Over the past year, race relations in America have been more volatile than at almost any time since the 1960s, a fact The New Yorker's cover next week will highlight in a bold way.

Created to mark Martin Luther King Jr. Day, the cover illustration by Barry Blitt is called "The Dream of Reconciliation" and shows King marching alongside several black men whose deaths drew protests after a lack of prosecution or conviction: Trayvon Martin, Eric Garner and Michael Brown.

Martin was fatally shot in 2012 by neighborhood watch volunteer George Zimmerman, who claimed he was defending himself after confronting Martin for supposedly suspicious activity. A jury acquitted Zimmerman of second-degree murder in July 2013.

Garner died in July 2014 after an NYPD officer detained him by wrapping his arm around Garner's neck. The altercation was recorded on video, and Garner could be heard repeatedly saying, "I can't breathe," but a grand jury declined to indict the officer in December.  

Michael Brown was killed by police in August 2014 after reportedly struggling with a white police officer who confronted him in a Ferguson, Missouri, street. Brown, a suspect in a recent strong-arm robbery, was shot multiple times, and a grand jury's decision not to indict the officer led to widespread protest and looting in late 2014.

However, Blitt's image also includes NYPD officer Wenjian Liu (posthumously promoted to detective), one of two patrolmen slain in a Brooklyn ambush in December. Their attacker, who later killed himself, claimed he was seeking revenge against the NYPD for cases like Garner's.

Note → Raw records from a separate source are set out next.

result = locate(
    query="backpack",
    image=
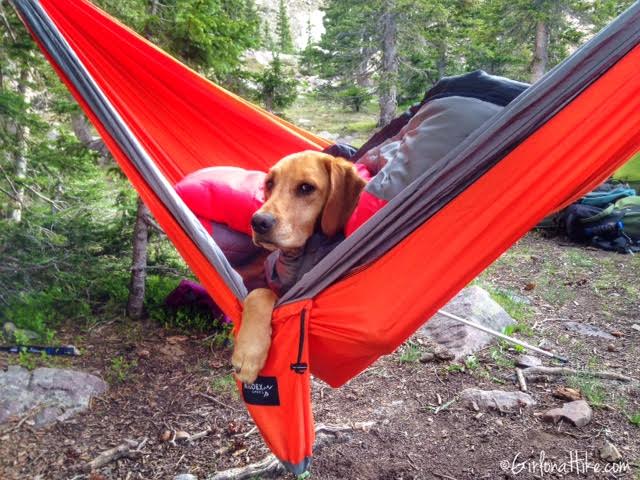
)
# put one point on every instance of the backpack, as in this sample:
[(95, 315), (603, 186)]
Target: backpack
[(615, 228), (606, 194)]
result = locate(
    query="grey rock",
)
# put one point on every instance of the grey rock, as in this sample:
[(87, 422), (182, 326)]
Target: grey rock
[(610, 453), (496, 400), (472, 303), (528, 361), (427, 357), (58, 394), (588, 330), (578, 413)]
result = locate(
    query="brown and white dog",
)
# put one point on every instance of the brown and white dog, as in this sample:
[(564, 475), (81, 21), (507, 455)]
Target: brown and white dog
[(304, 192)]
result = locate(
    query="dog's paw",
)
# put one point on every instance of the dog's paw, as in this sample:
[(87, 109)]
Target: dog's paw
[(248, 360)]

While many who have protested the recent killings of unarmed black men as a modern civil rights crisis will praise the cover, the image is also sure to inspire outrage from those who have supported the police officers' actions as justifiable in the line of duty.

In a statement about his inspiration, Blitt described the idea behind the cover: 

"It struck me that King's vision was both the empowerment of African Americans, the insistence on civil rights, but also the reconciliation of people who seemed so hard to reconcile," Blitt said. "In New York and elsewhere, the tension between the police and the policed is at the center of things. Like Trayvon Martin and Eric Garner, Michael Brown and Officers Wenjian Liu and Rafael Ramos, Martin Luther King was taken way too early. It is hard to believe things would have got as bad as they are if he was still around today."